Partly it was the cost that kept others away, he said, but media companies now knew they had alternative sources.

“There is so much more information and content being provided by the event and by the teams themselves that you can get away with covering it without being there,“ he said, noting that Fairfax Media sent no-one at all.  

The Toyota media output was the most sophisticated operation he has seen so far at an America's Cup regatta.

"This was an in-house media operation inside Team New Zealand, entirely funded by Toyota,“ he said.

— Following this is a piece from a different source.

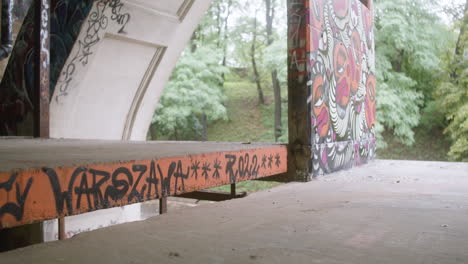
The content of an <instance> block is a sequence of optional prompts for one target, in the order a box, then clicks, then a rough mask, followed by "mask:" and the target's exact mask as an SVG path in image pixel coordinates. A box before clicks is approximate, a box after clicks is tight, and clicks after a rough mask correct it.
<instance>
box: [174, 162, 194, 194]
mask: <svg viewBox="0 0 468 264" xmlns="http://www.w3.org/2000/svg"><path fill="white" fill-rule="evenodd" d="M189 175H190V167H188V166H187V173H184V172H183V167H182V161H180V160H179V162H177V170H176V173H174V178H176V180H175V185H174V193H177V192H178V191H180V190H178V189H177V183H178V182H179V179H180V180H181V184H182V190H181V191H182V192H183V191H185V183H184V180H185V179H188V176H189Z"/></svg>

“There was very limited access to Team New Zealand despite having got ourselves here, while at the same time Toyota was putting out interviews with people we didn't get to talk to, and images of things we were not allowed to film or photograph," he said. 

Todd Niall said he was able to talk to TNZ members just three times during the entire event.

"We had no access to Grant Dalton at all until he did two or three minutes moving down the media line at the end because that's a thing the event organised," he said.

"It operated like a fortress," he said.

"It was galling when you saw the people you wanted access to being interviewed and projected on the sponsors' Facebook pages or through videos provided in a commercial arrangement, bypassing the media which represent the public," he told Mediawatch.

Todd Niall said it raised a crucial question for editors.

“Has it shifted the equation for the news media who may say: 'Hang on. Why are we spending our own money going there if we can run this stuff and we don't mind having the sponsor’s logo on it?'

"People in the sports marketing business will be having a close look at this, and how it might operate for other major sporting events," he said.